For the procedure use the Photography as a Primary Source Notes/Graphic Organizer.

Introduction:

Explain that the Civil War was the first major war to be documented using photography.

Explain that today historians use photographs from the Civil War to study the war.  They find clues about who was there, what equipment was used, what the landscape was like, and even how people behaved.  We can learn about the war by studying these photographs as well.

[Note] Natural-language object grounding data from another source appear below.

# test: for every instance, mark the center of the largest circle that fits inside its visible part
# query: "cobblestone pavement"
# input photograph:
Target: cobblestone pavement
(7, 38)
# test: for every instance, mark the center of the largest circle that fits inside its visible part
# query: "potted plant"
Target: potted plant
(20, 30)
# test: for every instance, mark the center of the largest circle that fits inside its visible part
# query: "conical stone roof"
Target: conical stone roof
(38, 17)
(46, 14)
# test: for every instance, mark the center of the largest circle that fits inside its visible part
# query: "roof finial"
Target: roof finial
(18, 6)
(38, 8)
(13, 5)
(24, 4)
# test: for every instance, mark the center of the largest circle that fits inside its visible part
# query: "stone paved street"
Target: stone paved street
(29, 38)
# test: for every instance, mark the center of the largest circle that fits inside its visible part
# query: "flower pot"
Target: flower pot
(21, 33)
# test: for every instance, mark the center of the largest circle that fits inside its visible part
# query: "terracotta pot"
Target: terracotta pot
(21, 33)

Today, we are going to study a photograph as a historian would. We are going to ask questions, look for clues, and find answers. We are then going to create a short and accurate summary of the historic photos so that other people can learn about it and for future research purposes.

Activity:

Be prepared to scaffold this lesson for your students. A sample Notes/Graphic Organizer has been provided for the 2D photo #1.

Scaffolding Ideas:

Novice:
  1. Do the Notes/Graphic Organizer step-by-step with your students, preferably on the smartboard so they can all see you notes and research process.
  2. For “Questions I have about this photograph” Explain your questions and thought process on how you came to ask those questions.
  3. Go through your hypotheses to your questions. Explain that these are educated guesses based on some knowledge you already have or clues in the photo.
  4. Go through how you conduct research to find answers to your questions.
  5. Check and see how your hypotheses helped get you towards some of your answers.
  6. Complete the summary with your students.
  7. You can do this with one photograph as a group as your full lesson. You can also do one as a model and then do one photograph together as a group.

 

More Advanced:
  1. Using a smartboard, do the Notes/Graphic Organizer together for one of the photographs. Allow your students plenty of think-time to develop their questions. As a class list out the questions you have about the photo.
  2. Have your students think about their hypotheses based on what they see and might already know. Write down the hypotheses.
  3. Have students suggest ways to find answers to their questions. Go through the questions and find answers. Model how you can provide a link to help cite the resource you used.
  4. Go back and check out how the hypotheses helped direct the research.
  5. Students can write down their own summaries and share with the group.

 

Most Advanced:
  1. Break students into groups and give each the photographs as well as multiple copies of the Notes/Graphic Organizer.
  2. Have students choose the photograph they would like to work on.
  3. The group will then work together to do the Notes/Graphic Organizer. Each student should complete their own paper, but the content should be similar within the group. Historians at schools, museums, parks, archives, etc. often work together on a project.
  4. Students should provide links for all of their answers so that others can find their research.
  5. After each group has finished a photograph the groups should present their photo and research with the class.

Here are the photographs for the lesson:

2D Photos - Photo #1 Photo #2 Photo #3 Photo #4

3D Photos - Photo #1 Photo #2 Photo #3 Photo #4

Closure:

Ask your students, "What did you enjoy most about this project?” “How can we use photographs to study the past?” “How are photographs unique from other primary source material?”

Assessment:

Gather students’ Notes/Graphic Organizer worksheets for your review.

Take notes during discussion. See who, when, and how students were participating.